The first session opened on 5 March 2018 and closed on 20 March 2018. All major state positions were elected in this session, including President, Vice President, Premier, and Congress Chairman.

=== Election results ===

| NPCSC Chairman Election |  |  |  | NPCSC Secretary-general Election |  |  |  |
| Candidates | For | Against | Abstain | Candidates | For | Against | Abstain |
| Li Zhanshu | 2970 | 0 | 0 | Yang Zhenwu | 2970 | 0 | 0 |
| Presidential Election |  |  |  | Vice-Presidential Election |  |  |  |
| Candidates | For | Against | Abstain | Candidates | For | Against | Abstain |
| Xi Jinping | 2970 | 0 | 0 | Wang Qishan | 2969 | 1 | 0 |
| NPCSC Vice-chairmen Election |  |  |  | NSC Director Election |  |  |  |
| Candidates | For | Against | Abstain | Candidates | For | Against | Abstain |
| Wang Chen | 2970 | 0 | 0 | Yang Xiaodu | 2969 | 1 | 0 |
| Cao Jianming | 2970 | 0 | 0 |
| Zhang Chunxian | 2969 | 1 | 0 |
| Shen Yueyue | 2969 | 1 | 0 |
| Ji Bingxuan | 2970 | 0 | 0 |
| Arken Imirbaki | 2970 | 0 | 0 |
| Wan Exiang | 2970 | 0 | 0 |
| Chen Zhu | 2970 | 0 | 0 | Liu Yuan | 2 | 0 | 0 |
| Wang Dongming | 2969 | 1 | 0 |
| Padma Choling | 2970 | 0 | 0 |
| Ding Zhongli | 2968 | 1 | 1 |
| Hao Mingjin | 2970 | 0 | 0 |
| Cai Dafeng | 2969 | 1 | 0 |
| Wu Weihua | 2970 | 0 | 0 |
| Premierial Election |  |  |  | Vice-Premierial Election |  |  |  |
| Li Keqiang | 2964 | 2 | 0 | Han Zheng | 2965 | 4 | 0 |
| Sun Chunlan | 2956 | 5 | 8 |
| Hu Chunhua | 2968 | 0 | 1 |
| Liu He | 2964 | 3 | 2 |
| CMC Chairmanship Election |  |  |  | CMC Vice-Chairmanship Election |  |  |  |
| Candidates | For | Against | Abstain | Candidates | For | Against | Abstain |
| Xi Jinping | 2970 | 0 | 0 | Xu Qiliang | 2962 | 0 | 4 |
| Zhang Youxia | 2963 | 2 | 1 |
| Supreme Court President Election |  |  |  | Procurator-general Election |  |  |  |
| Candidates | For | Against | Abstain | Candidates | For | Against | Abstain |
| Zhou Qiang | 2956 | 5 | 5 | Zhang Jun | 2951 | 5 | 10 |

==The second session==

The second session opened on 5 March 2019 and concluded on 15 March 2019.

==The third session==

The third session was scheduled for March 5, 2020, but was delayed due to the COVID-19 pandemic, the first time such a postponement had happened in decades.
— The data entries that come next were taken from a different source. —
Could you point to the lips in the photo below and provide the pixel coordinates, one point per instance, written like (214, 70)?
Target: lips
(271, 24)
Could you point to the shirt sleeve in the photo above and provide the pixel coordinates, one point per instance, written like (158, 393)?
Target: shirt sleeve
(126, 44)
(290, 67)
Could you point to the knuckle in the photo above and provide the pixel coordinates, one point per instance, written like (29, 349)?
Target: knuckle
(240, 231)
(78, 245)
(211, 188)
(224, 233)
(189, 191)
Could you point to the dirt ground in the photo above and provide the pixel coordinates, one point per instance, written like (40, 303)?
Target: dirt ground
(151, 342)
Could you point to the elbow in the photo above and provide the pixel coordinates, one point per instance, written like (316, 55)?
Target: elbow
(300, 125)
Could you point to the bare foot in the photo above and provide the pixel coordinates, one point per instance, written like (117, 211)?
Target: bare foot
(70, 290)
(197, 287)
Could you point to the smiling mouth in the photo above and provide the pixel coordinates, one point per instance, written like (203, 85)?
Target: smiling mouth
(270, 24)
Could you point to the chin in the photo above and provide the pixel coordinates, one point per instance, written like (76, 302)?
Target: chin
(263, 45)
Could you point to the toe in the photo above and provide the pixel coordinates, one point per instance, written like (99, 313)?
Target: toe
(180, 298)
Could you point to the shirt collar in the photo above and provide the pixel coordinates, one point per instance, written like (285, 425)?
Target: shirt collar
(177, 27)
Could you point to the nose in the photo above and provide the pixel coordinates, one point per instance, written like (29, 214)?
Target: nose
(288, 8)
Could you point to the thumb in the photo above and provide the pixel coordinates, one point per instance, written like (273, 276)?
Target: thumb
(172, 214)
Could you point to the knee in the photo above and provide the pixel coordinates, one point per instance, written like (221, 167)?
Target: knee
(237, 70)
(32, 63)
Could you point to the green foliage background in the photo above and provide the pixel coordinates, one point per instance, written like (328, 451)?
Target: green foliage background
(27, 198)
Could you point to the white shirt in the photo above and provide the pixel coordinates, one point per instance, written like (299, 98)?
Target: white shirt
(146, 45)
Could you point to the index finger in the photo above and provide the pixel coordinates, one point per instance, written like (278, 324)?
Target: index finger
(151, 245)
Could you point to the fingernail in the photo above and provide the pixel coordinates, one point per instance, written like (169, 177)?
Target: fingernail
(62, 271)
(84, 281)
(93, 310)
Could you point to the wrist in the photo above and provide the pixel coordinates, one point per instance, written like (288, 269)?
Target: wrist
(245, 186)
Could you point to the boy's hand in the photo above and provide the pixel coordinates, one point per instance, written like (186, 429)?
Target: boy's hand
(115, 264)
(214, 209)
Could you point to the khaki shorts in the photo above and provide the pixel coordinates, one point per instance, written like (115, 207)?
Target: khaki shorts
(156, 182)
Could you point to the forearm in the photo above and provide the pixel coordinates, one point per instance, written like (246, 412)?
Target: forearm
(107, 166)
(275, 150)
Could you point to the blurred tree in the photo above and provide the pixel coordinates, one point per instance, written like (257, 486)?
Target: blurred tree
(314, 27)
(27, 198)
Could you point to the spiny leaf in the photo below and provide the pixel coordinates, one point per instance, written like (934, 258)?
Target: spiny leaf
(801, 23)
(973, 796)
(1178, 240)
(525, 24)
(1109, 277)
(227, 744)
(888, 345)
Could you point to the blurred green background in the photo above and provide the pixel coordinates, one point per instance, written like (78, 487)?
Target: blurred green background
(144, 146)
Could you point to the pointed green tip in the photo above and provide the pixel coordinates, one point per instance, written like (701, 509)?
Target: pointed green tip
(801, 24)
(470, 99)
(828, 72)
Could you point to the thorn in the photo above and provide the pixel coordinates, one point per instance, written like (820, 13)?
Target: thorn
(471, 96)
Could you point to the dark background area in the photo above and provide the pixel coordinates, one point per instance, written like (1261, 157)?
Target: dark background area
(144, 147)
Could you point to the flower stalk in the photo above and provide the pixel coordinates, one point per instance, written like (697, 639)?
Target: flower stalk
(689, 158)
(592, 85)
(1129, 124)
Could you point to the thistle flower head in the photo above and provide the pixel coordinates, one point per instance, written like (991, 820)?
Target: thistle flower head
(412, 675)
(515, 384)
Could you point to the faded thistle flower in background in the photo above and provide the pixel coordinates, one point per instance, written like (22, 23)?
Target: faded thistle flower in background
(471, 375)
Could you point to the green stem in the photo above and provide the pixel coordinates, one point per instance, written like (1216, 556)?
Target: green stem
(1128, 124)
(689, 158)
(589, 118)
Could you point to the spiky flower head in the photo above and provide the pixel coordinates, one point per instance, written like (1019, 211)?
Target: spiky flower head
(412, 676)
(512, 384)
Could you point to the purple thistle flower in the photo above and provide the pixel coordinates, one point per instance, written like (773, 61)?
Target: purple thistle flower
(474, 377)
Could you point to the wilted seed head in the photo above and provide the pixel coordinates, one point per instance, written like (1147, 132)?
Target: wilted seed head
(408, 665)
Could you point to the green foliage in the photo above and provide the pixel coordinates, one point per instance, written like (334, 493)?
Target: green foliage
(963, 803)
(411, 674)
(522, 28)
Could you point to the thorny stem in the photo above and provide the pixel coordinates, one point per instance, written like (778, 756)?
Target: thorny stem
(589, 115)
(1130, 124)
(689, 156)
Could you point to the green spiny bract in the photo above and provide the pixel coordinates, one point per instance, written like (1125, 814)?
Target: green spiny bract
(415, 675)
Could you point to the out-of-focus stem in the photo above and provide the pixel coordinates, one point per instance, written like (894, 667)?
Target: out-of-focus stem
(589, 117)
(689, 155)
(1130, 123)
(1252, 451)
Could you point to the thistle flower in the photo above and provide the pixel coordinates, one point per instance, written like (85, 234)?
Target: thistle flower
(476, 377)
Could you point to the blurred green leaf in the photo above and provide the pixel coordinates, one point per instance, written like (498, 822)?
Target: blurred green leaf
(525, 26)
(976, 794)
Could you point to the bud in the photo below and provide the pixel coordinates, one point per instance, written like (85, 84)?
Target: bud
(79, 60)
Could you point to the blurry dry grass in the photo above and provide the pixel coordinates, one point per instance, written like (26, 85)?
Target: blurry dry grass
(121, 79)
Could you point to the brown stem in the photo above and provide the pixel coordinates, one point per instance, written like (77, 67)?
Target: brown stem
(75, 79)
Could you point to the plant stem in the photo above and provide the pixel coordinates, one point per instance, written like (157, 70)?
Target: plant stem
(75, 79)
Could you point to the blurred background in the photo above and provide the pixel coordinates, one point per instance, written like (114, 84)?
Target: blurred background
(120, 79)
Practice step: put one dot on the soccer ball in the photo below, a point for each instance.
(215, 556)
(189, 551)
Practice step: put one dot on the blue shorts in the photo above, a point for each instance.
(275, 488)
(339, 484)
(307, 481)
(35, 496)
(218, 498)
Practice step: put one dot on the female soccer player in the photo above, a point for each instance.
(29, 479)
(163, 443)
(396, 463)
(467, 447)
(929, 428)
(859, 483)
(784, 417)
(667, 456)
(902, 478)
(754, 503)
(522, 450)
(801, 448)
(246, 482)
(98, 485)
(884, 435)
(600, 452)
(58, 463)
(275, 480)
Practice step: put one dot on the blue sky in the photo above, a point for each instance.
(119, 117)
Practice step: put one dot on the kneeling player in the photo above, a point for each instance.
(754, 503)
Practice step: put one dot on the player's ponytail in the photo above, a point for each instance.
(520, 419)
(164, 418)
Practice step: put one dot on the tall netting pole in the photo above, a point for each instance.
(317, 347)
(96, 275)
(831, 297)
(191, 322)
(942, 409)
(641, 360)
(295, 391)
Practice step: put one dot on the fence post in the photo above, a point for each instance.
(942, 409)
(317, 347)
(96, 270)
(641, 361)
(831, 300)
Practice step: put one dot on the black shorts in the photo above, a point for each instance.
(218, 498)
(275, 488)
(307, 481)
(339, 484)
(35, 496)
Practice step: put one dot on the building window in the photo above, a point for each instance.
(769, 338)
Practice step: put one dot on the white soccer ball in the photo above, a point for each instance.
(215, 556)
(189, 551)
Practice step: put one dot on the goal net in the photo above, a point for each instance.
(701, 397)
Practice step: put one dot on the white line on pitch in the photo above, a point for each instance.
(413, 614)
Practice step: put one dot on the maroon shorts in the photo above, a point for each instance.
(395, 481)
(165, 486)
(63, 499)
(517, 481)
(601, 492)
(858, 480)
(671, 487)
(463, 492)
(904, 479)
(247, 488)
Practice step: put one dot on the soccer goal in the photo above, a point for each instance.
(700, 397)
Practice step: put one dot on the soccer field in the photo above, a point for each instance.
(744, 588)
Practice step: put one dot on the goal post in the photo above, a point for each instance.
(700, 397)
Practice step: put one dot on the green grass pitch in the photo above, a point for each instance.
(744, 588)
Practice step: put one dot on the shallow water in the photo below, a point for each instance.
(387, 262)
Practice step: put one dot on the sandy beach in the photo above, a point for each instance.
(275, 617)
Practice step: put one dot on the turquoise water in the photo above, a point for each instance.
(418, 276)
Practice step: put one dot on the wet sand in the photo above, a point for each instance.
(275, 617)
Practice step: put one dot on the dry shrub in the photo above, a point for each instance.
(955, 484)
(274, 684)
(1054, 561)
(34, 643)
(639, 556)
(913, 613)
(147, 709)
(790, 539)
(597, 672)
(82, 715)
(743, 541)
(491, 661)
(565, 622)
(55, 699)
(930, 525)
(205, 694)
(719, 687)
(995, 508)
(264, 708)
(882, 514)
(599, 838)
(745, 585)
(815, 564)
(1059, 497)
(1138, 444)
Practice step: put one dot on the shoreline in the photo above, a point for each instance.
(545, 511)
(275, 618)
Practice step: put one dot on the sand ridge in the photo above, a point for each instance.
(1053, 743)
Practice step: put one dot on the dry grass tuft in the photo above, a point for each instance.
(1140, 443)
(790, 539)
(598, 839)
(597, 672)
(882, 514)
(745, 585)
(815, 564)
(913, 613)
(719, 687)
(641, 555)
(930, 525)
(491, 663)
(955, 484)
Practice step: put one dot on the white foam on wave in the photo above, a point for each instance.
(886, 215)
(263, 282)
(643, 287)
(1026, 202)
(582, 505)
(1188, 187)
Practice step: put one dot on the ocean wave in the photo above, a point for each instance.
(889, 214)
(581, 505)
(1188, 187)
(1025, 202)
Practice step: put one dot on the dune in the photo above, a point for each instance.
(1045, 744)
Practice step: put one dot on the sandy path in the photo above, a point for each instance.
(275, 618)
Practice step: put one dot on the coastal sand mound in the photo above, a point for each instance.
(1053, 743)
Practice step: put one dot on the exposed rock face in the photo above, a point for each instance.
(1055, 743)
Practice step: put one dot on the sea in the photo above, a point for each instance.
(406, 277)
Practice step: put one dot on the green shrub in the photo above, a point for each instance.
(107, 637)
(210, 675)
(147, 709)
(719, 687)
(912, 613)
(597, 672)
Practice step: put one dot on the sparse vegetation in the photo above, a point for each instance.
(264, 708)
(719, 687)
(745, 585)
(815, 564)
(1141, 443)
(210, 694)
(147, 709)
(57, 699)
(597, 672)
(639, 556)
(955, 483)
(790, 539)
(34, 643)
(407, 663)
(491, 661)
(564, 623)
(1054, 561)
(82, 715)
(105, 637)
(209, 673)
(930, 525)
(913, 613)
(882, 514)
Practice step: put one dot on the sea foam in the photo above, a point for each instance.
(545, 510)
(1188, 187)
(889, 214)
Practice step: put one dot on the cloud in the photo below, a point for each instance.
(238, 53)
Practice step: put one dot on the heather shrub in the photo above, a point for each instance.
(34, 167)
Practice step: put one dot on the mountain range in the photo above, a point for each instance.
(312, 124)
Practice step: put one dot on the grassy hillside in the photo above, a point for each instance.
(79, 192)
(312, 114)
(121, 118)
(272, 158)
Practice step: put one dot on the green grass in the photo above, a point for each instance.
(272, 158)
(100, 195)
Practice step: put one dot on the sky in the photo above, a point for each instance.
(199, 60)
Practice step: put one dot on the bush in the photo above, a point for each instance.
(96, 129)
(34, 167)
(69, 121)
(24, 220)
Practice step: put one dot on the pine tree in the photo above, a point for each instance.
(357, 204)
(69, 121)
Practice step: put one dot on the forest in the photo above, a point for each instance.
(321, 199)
After the announcement of the date in April, the session was held from May 22 to May 28, 2020.

==The fourth session==

The fourth session opened on 5 March and concluded on 11 March 2021.

== The fifth session ==

The fifth session opened on 5 March and concluded on 11 March 2022.